35% vs 300%
Stats Chat reader Elizabeth Paton-Simpson emailed us about what would have been a worthy Stat of the Week nomination. It’s from back in June, so isn’t eligible, but I wanted to share it with you:
Elizabeth wrote the following to the Sunday Star Times:
An item in the Sunday Star Times on 2 June was headlined: “Anaesthetics triple risk of dementia for elderly”. Likewise, the opening paragraph proclaimed: “Having a general anaesthetic may triple the risk of dementia in elderly patients, a study suggests.”
Trained to be sceptical of media claims, I read on and found reference only to a 35 percent increase. Checking the purported source revealed that the Sunday Star Times had altered the summary in The Times from “may increase … by a third” to “may triple”. So please tell Grandma she need not be alarmed – it’s just another example of journalistic innumeracy.

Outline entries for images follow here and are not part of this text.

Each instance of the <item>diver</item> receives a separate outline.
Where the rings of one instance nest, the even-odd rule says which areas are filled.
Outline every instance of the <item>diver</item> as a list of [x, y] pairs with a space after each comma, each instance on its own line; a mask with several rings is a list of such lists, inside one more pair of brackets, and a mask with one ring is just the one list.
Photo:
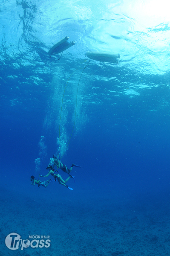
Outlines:
[[71, 166], [70, 169], [69, 169], [68, 168], [67, 168], [67, 166], [66, 165], [65, 165], [64, 164], [63, 164], [62, 163], [61, 163], [61, 162], [60, 161], [60, 160], [59, 159], [58, 159], [56, 157], [55, 157], [54, 155], [53, 155], [53, 160], [54, 160], [54, 164], [53, 164], [53, 168], [54, 168], [54, 166], [55, 166], [55, 165], [56, 165], [56, 166], [57, 166], [58, 168], [60, 168], [60, 169], [61, 169], [64, 172], [66, 172], [66, 173], [68, 173], [68, 174], [69, 175], [69, 176], [70, 176], [72, 177], [72, 176], [70, 175], [70, 173], [72, 171], [72, 167], [73, 166], [75, 166], [75, 167], [79, 167], [79, 168], [81, 167], [81, 166], [78, 166], [78, 165], [76, 165], [76, 164], [75, 164], [74, 163], [72, 163], [72, 166]]
[[58, 181], [58, 183], [59, 183], [59, 184], [61, 184], [61, 185], [63, 185], [64, 186], [67, 188], [67, 189], [70, 189], [70, 190], [73, 190], [72, 188], [69, 187], [68, 186], [66, 185], [65, 185], [65, 184], [66, 182], [67, 182], [67, 181], [70, 179], [70, 178], [72, 177], [72, 178], [74, 178], [74, 176], [72, 176], [70, 175], [70, 176], [69, 176], [69, 177], [67, 178], [67, 179], [66, 180], [64, 181], [63, 180], [63, 179], [62, 179], [62, 177], [61, 177], [61, 175], [59, 175], [59, 174], [57, 174], [56, 173], [55, 173], [55, 170], [52, 168], [52, 166], [51, 166], [51, 165], [48, 166], [47, 166], [47, 167], [46, 168], [46, 169], [47, 170], [49, 170], [49, 172], [48, 172], [48, 174], [47, 174], [47, 175], [44, 175], [44, 176], [43, 176], [42, 175], [40, 175], [40, 177], [48, 177], [48, 176], [50, 174], [51, 174], [54, 177], [55, 181], [56, 181], [56, 180], [57, 180]]
[[40, 180], [35, 180], [35, 177], [33, 175], [31, 176], [31, 185], [33, 185], [35, 186], [35, 184], [37, 184], [38, 185], [38, 186], [39, 188], [40, 186], [41, 185], [43, 186], [44, 187], [44, 188], [46, 188], [47, 186], [52, 181], [51, 179], [49, 179], [49, 180], [48, 180], [46, 181], [40, 181]]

The Sunday Star Times responded:
Yes, you’re correct that the Times later corrected their article however we took their wire service copy which originally said “triple”. I’m sorry for any alarm this may have caused! And, of course, you are right that this should have been picked up in our subbing process.

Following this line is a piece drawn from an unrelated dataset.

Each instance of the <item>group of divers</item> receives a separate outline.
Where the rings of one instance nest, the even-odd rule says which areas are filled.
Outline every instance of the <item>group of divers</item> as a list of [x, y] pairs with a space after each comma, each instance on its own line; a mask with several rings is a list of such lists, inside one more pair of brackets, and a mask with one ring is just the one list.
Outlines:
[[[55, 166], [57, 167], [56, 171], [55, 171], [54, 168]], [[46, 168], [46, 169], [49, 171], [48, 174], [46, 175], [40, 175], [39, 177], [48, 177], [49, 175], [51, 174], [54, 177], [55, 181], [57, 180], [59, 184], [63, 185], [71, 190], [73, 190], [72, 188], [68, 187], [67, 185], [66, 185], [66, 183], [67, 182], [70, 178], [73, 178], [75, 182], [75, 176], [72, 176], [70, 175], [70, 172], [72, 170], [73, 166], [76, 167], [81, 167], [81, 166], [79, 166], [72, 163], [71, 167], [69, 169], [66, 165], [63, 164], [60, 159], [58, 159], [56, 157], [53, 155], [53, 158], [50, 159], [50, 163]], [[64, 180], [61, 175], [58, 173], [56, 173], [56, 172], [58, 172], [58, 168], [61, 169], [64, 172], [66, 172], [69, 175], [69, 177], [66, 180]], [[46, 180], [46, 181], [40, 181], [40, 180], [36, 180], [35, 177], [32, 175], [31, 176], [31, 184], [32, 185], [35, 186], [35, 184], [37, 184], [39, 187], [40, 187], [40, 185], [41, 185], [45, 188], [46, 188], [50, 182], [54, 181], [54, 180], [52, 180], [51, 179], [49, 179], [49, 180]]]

Unfortunately, the statistic remains uncorrected elsewhere, such as The Australian.
Hi Elizabeth, this example highlights one of the dangers (well, from a stats watchdog point-of-view) in the increasing centralisation of news production, whether that’s print, television or the wireless, and the weakening of sub-editing pools. One error is published multiple times … and then stays on the web.